Cite this article: Odabasi, M., Cetin, B. and Bayram, A. (2015). Persistent Organic Pollutants (POPs) on Fine and Coarse Atmospheric Particles Measured at Two (Urban and Industrial) Sites.
Aerosol Air Qual. Res.
15: 1894-1905. https://doi.org/10.4209/aaqr.2015.02.0118
Particulate POPs were mostly associated with fine PM (> 50%).
Fine PM fraction of POPs significantly increased with KOA.
Fine PM percent decreased with temperature and wind speed.
Dry deposition velocity substantially decreased with increasing fine PM fraction.

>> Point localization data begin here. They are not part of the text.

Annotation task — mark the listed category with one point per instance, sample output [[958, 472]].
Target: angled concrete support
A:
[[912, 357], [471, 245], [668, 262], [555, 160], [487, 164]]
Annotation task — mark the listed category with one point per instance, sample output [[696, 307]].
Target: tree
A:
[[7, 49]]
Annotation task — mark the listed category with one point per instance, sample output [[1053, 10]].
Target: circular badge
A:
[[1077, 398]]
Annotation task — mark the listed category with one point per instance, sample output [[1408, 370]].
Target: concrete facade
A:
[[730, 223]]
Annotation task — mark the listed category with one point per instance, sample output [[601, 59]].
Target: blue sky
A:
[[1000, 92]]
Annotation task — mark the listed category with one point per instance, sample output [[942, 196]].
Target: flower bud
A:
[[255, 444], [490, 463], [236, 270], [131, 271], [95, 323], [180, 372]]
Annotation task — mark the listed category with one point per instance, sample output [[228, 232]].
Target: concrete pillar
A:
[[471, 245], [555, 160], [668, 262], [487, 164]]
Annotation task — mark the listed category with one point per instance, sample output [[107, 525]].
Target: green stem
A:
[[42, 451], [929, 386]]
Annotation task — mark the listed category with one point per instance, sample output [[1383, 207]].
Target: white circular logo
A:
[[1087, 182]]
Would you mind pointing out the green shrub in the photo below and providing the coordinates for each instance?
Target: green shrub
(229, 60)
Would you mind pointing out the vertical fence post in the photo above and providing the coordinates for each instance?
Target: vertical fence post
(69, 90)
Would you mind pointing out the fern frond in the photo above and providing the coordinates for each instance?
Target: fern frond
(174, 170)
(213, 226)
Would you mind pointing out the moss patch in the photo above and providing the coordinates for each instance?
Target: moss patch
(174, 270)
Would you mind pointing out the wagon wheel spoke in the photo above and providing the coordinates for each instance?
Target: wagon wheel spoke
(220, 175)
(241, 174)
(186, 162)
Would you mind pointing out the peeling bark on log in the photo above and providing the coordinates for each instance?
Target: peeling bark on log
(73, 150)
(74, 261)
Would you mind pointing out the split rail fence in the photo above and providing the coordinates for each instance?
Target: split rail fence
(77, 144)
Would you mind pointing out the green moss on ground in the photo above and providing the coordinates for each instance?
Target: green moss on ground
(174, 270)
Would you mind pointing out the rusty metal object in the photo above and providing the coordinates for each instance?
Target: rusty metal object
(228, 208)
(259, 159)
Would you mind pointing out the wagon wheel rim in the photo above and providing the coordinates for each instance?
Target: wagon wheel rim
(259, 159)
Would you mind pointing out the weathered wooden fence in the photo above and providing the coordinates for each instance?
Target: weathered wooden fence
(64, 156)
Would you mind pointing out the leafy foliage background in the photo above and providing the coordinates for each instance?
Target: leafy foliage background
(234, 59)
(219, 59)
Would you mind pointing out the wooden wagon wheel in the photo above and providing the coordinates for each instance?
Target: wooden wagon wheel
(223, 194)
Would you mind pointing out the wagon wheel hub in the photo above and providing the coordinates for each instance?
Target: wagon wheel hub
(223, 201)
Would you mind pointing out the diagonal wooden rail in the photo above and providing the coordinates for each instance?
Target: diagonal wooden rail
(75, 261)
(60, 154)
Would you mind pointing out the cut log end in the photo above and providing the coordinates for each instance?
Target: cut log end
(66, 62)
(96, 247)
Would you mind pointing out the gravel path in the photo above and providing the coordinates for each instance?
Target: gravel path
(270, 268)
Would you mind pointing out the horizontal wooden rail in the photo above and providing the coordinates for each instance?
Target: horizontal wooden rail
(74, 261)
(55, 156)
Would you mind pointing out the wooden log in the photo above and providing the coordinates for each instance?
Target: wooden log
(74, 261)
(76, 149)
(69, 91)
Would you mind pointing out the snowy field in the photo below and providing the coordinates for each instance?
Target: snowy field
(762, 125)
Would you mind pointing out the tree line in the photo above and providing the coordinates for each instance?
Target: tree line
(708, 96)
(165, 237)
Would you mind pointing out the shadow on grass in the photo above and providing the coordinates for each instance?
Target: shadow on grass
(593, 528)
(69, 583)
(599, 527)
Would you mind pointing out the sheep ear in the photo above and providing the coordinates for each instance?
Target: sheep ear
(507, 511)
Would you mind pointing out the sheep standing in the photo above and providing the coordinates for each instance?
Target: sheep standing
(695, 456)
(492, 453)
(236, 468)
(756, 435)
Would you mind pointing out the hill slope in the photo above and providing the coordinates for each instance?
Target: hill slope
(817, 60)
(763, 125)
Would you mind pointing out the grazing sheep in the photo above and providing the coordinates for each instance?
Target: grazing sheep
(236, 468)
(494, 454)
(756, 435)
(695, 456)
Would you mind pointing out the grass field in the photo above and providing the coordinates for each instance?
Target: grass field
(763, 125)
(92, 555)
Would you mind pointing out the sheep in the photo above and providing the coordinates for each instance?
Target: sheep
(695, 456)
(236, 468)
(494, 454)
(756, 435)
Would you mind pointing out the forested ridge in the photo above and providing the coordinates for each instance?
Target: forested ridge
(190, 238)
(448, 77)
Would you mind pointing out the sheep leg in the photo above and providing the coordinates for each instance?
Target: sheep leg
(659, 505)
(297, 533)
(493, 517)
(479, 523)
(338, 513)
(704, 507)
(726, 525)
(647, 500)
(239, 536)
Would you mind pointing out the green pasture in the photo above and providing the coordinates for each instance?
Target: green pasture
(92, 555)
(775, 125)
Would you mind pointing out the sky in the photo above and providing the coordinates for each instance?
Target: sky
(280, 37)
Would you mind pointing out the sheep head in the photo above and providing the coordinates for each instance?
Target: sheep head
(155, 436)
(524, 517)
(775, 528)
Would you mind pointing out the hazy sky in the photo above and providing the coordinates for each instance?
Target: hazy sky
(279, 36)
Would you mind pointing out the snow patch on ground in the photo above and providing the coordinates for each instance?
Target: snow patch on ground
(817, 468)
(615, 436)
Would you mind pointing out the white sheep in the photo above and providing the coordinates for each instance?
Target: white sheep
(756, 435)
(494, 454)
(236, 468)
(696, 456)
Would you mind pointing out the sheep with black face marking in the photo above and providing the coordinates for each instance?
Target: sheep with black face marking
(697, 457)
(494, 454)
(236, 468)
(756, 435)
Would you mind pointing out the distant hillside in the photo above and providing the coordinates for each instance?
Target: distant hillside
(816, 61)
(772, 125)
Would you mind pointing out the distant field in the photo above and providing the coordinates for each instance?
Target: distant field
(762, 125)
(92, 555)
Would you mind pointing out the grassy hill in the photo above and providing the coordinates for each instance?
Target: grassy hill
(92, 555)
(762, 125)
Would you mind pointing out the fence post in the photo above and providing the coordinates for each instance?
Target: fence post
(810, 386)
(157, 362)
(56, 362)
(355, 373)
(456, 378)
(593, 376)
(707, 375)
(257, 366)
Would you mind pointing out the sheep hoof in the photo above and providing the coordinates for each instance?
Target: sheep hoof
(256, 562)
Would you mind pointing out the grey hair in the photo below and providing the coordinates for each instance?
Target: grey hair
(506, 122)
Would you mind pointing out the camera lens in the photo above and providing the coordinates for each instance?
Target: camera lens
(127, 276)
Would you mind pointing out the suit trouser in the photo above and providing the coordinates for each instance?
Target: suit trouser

Particle size is an important parameter in terms of human health effects, fate and transport of pollutants associated with particulate matter (PM). Persistent organic pollutant (POP) (i.e., PAHs, PCBs, PBDEs, and OCPs) concentrations were measured on fine (dp < 2.5 µm) and coarse (2.5 µm < dp < 10 µm) aerosol samples collected at two (Urban and Industrial) sites in Izmir, Turkey. POP concentrations were ~2 times higher at the Industrial site due to the local sources (i.e., scrap processing iron-steel plants, ship-breaking activities, a petroleum refinery, and a petrochemical plant) that were recently shown to be hot spots emitting these pollutants. The size distribution of particle-phase POPs indicated that they were mostly (> 50%) associated with fine PM. The larger contribution of all POP compounds to fine PM could be attributed to the higher sorption capacity of fine PM because of its relatively higher organic matter content compared to coarse PM. Fine PM fraction of POPs significantly increased with octanol-air partition coefficient (KOA) (p < 0.01) since larger KOA values favor the partitioning of POPs to PM. Relationships between fine PM percent and meteorological parameters (i.e., temperature and wind speed) were also investigated. Fine PM percent decreased with temperature and the correlations were significant for 51% of the compounds (p < 0.01), suggesting that the decrease in KOA with increasing temperature results in less partitioning to PM. Fine PM fraction also decreased with wind speed (p < 0.01 for the 52% of the compounds) that could be attributed to increased resuspension of contaminated coarse particles with increasing wind speed. Using the experimental deposition velocities reported for several POPs in the study area it was shown that dry particle deposition velocity significantly decreases with increasing fine PM fraction (p < 0.01). This indicates that the increase in fine fraction of POPs with decreasing volatility may have important implications for their environmental fate and transport.